Ma non bisogna dimenticare che Lessing fu anche scrittrice di fantascienza: il che, forse più delle sue posizioni politiche, le allontanò i favori di una Reale Accademia che molti anni prima del 2007 sembrò propensa ad assegnarle il Nobel. È questa libertà il motivo del mio dispiacere per la sua scomparsa. Doris Lessing, dura e irriverente, non ha dato alcuna importanza al proprio curriculum, al proprio stato di servizio, alla propria immagine di scrittrice alta. È stata alta e bassa, e ha equanimemente affascinato e deluso tutti i lettori che vedevano in lei l'emblema di qualcosa. Ha scritto libri brutti o malriusciti, splendidi e terribili (come quello sulla madre) e capolavori come la già citata opera prima, come Il sogno più dolce, o Il quinto figlio. Se qualcuno mi chiede da dove iniziare a leggere Doris Lessing, io gli dico di partire proprio da quest'ultimo, il mio preferito. In un tempo in cui quotidiani e librerie si riempiono di riflessioni - necessarie - sul rapporto genitori-figli, il caso estremo, fantastico e insieme realista, che si narra ne Il quinto figlio ci è utile perché scavalca tutte le discussioni e le teorie psicopedagogiche, ponendo l'attenzione sull'aspetto ontologico. I nostri discorsi cercano sempre di addormentare la diversità: cercano punti di assimilazione, di normalizzazione. Ma se dopo quattro bellissimi figli ti nasce una specie di gnomo, o di elfo, hai voglia di interrogare psicologi e sociologi: l'intera vita della tua famiglia e di ciascuno dei suoi membri diventerà preda di un destino ineluttabile, di una deriva per affrontare la quale occorrerà ben altro che un consulto. Un vero scrittore è sempre come quel quinto figlio.

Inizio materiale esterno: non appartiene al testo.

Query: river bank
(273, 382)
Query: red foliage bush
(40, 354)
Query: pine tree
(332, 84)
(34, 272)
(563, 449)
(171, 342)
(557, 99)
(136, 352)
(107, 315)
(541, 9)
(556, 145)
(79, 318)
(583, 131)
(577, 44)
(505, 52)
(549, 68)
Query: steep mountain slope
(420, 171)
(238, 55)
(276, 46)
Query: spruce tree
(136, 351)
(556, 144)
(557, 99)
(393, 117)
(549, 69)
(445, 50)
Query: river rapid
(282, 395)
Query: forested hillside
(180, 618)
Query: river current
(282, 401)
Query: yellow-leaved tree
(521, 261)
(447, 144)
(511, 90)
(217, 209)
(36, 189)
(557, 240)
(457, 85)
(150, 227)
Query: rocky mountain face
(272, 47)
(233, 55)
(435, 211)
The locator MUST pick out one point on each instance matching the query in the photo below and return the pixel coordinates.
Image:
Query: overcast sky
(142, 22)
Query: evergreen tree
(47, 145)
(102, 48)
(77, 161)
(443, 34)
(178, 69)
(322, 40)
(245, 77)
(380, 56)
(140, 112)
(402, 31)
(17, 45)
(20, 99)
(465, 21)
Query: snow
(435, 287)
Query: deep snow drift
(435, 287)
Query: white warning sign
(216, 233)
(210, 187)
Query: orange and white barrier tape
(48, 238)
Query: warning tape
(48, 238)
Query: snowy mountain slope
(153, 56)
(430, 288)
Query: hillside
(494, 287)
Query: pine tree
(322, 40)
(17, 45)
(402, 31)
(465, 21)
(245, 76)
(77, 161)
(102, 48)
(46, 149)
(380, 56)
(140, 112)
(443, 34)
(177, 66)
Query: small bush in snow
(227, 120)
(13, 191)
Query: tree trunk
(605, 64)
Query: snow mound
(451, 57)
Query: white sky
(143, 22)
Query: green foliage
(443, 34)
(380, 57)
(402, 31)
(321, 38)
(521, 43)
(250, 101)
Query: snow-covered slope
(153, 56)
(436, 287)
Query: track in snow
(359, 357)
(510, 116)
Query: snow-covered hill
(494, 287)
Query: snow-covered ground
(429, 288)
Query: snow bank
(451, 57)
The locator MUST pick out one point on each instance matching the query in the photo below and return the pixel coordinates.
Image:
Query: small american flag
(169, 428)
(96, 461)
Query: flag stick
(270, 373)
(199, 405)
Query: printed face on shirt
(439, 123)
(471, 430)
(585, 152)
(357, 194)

L'industria culturale lo vuole bello, elegante, garbato, profumato, e si preoccupa di gestire al meglio le sue intemperanze. Doris non fu sgarbata e nemmeno intemperante, ma sapeva che lo scrittore non ha nulla a che vedere con la sua rassicurante ma scialba icona. Adesso che non c'è più è nostro dovere ricordarlo.